Ausgangssituation: Tunesien ist durch extreme Wasserknappheit bedroht, die durch den Klimawandel, die Übernutzung der Wasserressourcen und eine ineffektive Wasserbewirtschaftung verschärft wird. Die tunesische Regierung setzt auf die Erhöhung des Wasserangebotes, während Mechanismen zur Regulierung der Wassernachfrage unzureichend sind. Die Wasserbehörden haben zudem Schwierigkeiten, bestehende Strategien für einen ausgeglichenen Wasserhaushalt umzusetzen. Ziel: Tunesien bewirtschaftet Wasser zukunftsorientiert. Ein ausgeglichener Wasserhaushalt ist unterstützt, indem Wasser gerecht, transparent, kosteneffizient und zukunftssicher genutzt wird – im Einklang mit nationalen Umwelt- und Klimazielen. Vorgehensweise: Das Vorhaben arbeitet mit dem tunesischen Ministerium für Landwirtschaft, Wasserressourcen und Fischerei (MARHP) sowie mit lokalen und nationalen Verantwortlichen in der Wasserwirtschaft zusammen. Es unterstützt, Institutionen im Wasserbereich einzurichten, wie etwa eine nationale Wasseragentur und eine Regulierungsbehörde. Diese können somit Wasserressourcen besser verwalten und koordinieren.
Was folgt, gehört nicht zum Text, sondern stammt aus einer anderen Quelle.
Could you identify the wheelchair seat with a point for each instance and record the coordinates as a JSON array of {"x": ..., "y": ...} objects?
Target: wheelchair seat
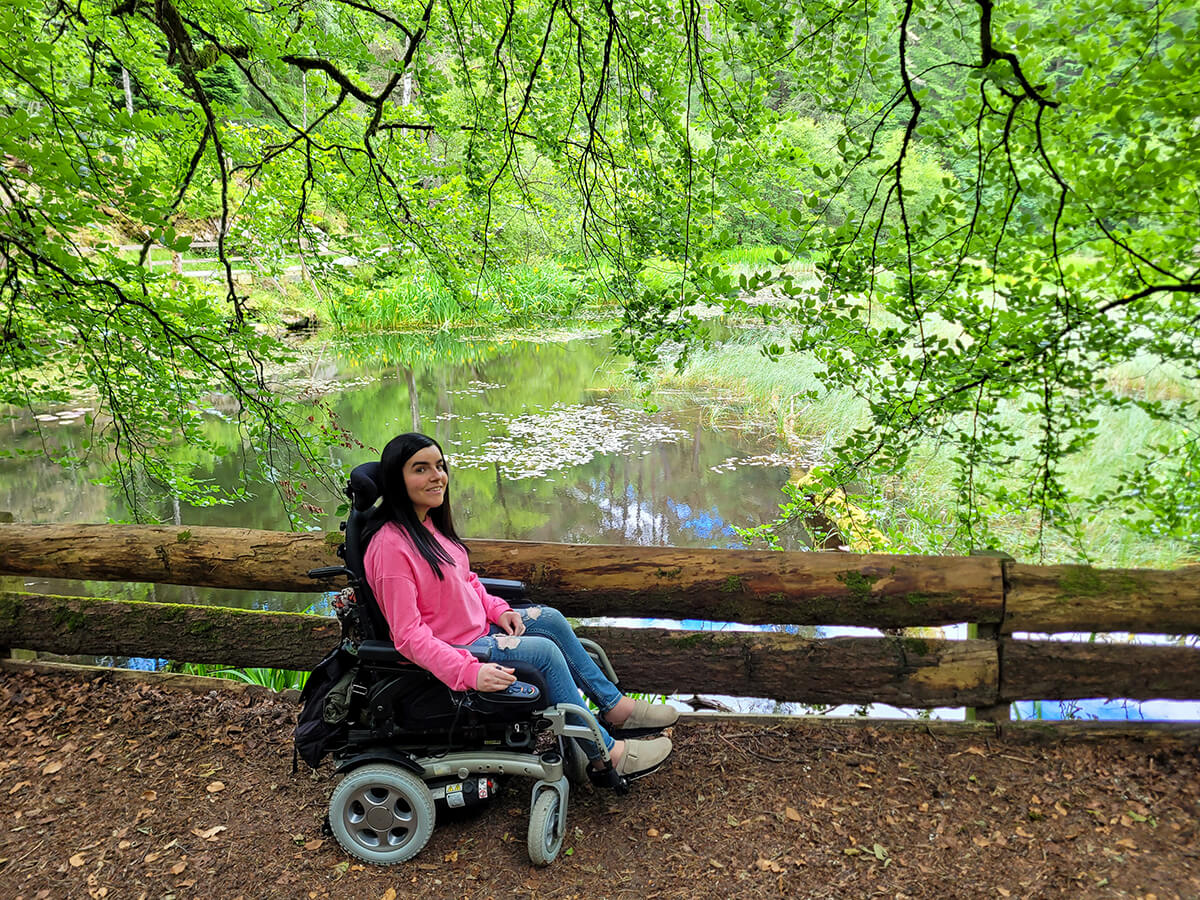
[{"x": 409, "y": 744}]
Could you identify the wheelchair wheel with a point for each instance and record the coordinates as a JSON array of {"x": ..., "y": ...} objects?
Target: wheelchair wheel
[
  {"x": 382, "y": 814},
  {"x": 546, "y": 829}
]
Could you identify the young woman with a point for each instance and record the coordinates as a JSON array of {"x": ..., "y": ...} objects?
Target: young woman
[{"x": 437, "y": 609}]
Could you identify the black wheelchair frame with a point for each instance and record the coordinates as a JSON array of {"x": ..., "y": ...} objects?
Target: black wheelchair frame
[{"x": 411, "y": 743}]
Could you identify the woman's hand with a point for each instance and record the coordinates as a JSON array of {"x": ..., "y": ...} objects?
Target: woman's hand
[
  {"x": 493, "y": 677},
  {"x": 511, "y": 623}
]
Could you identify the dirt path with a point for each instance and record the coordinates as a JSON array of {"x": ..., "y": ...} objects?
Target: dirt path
[{"x": 120, "y": 790}]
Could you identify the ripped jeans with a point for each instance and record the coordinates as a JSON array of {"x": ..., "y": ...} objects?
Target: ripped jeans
[{"x": 550, "y": 646}]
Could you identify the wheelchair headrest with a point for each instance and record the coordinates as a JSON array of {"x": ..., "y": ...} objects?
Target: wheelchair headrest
[{"x": 364, "y": 487}]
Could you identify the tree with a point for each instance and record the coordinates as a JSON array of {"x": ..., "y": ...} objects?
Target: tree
[{"x": 1055, "y": 244}]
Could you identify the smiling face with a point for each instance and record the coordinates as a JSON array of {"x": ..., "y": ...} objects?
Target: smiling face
[{"x": 425, "y": 479}]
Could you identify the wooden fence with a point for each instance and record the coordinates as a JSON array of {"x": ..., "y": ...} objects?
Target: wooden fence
[{"x": 988, "y": 671}]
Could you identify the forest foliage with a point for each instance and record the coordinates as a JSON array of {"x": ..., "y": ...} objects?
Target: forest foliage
[{"x": 1001, "y": 201}]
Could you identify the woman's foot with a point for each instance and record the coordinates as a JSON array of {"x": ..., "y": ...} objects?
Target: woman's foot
[
  {"x": 631, "y": 714},
  {"x": 634, "y": 759}
]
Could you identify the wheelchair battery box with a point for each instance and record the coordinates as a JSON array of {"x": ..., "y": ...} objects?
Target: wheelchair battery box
[{"x": 465, "y": 792}]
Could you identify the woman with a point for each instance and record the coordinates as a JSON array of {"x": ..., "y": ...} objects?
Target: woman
[{"x": 418, "y": 568}]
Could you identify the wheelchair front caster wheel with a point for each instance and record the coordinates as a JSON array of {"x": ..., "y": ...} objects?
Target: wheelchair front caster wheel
[
  {"x": 575, "y": 762},
  {"x": 547, "y": 828},
  {"x": 382, "y": 814}
]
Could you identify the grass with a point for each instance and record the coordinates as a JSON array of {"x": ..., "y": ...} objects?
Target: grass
[
  {"x": 519, "y": 295},
  {"x": 277, "y": 679}
]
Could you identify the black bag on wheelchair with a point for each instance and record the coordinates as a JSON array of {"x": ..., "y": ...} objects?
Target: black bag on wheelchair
[{"x": 323, "y": 723}]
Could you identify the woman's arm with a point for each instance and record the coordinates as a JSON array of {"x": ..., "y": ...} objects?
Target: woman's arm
[
  {"x": 415, "y": 640},
  {"x": 493, "y": 606}
]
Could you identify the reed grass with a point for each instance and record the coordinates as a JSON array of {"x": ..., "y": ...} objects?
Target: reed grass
[
  {"x": 277, "y": 679},
  {"x": 519, "y": 295}
]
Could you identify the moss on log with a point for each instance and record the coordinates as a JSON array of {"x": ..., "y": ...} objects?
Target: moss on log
[
  {"x": 753, "y": 587},
  {"x": 95, "y": 627},
  {"x": 1062, "y": 670},
  {"x": 1079, "y": 598}
]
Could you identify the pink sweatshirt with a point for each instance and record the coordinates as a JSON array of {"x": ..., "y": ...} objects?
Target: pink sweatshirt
[{"x": 427, "y": 615}]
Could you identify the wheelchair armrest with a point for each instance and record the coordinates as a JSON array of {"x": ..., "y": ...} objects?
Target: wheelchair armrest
[
  {"x": 384, "y": 652},
  {"x": 330, "y": 571},
  {"x": 504, "y": 588}
]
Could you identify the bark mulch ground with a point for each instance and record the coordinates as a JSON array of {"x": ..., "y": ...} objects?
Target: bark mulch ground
[{"x": 112, "y": 789}]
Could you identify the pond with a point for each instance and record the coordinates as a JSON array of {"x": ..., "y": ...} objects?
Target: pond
[{"x": 540, "y": 449}]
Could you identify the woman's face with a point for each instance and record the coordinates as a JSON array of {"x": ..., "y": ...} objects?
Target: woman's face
[{"x": 425, "y": 478}]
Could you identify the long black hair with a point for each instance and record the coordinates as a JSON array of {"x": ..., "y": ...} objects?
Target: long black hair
[{"x": 396, "y": 507}]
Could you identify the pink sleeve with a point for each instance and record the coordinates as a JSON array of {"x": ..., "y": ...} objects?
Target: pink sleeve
[
  {"x": 493, "y": 606},
  {"x": 453, "y": 665}
]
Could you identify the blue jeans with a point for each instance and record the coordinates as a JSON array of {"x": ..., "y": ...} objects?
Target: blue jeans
[{"x": 550, "y": 646}]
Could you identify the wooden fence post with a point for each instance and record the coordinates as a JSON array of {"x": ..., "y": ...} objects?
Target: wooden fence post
[{"x": 990, "y": 631}]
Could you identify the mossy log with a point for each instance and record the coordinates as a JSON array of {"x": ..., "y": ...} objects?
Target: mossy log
[
  {"x": 905, "y": 672},
  {"x": 1079, "y": 598},
  {"x": 753, "y": 587},
  {"x": 71, "y": 625},
  {"x": 1073, "y": 670}
]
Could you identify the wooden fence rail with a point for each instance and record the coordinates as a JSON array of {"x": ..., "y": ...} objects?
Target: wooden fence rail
[
  {"x": 753, "y": 587},
  {"x": 721, "y": 586}
]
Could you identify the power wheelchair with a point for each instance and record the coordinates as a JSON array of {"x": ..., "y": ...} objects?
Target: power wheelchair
[{"x": 406, "y": 744}]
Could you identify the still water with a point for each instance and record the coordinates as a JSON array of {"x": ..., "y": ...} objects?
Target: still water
[{"x": 539, "y": 450}]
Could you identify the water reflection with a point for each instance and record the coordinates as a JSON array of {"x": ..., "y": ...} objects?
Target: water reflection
[{"x": 538, "y": 453}]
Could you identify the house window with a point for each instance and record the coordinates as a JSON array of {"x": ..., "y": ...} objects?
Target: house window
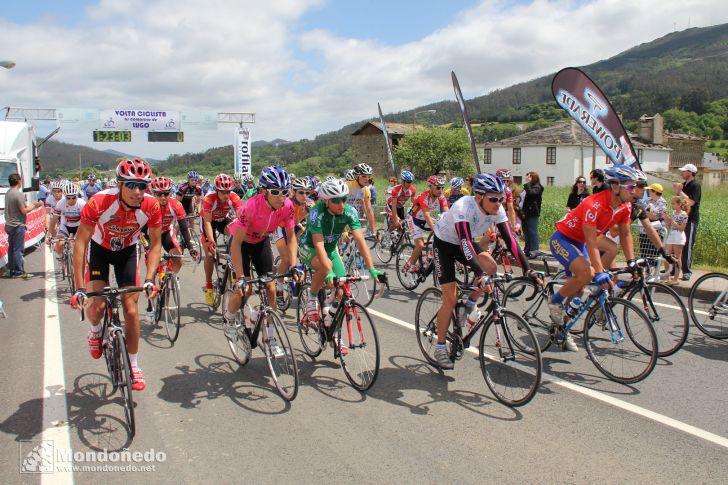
[{"x": 551, "y": 155}]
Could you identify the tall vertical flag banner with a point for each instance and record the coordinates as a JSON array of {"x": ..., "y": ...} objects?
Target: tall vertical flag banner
[
  {"x": 588, "y": 105},
  {"x": 386, "y": 141},
  {"x": 466, "y": 119},
  {"x": 243, "y": 151}
]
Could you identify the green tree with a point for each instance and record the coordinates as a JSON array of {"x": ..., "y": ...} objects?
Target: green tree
[{"x": 433, "y": 150}]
Gleichzeitig richtet es ein digitales System ein, das Daten zu verfügbaren und genutztem Wasser in einem zentralen System bereitstellt. Damit kann Tunesien mit verlässlichen Informationen Entscheidungen treffen. Daneben fokussiert das Vorhaben auch auf die lokale Wasserbewirtschaftung, indem es mit den Regionen und Nutzenden zusammenarbeitet. Es entwickelt mit ihnen angepasste Bewirtschaftungspläne und unterstützt deren Umsetzung, wobei besonders Frauen und gefährdete Gruppen berücksichtigt werden. Ergänzend organisiert das Vorhaben Schulungen, damit die Nutzenden Wasser verantwortungsbewusst bewirtschaften.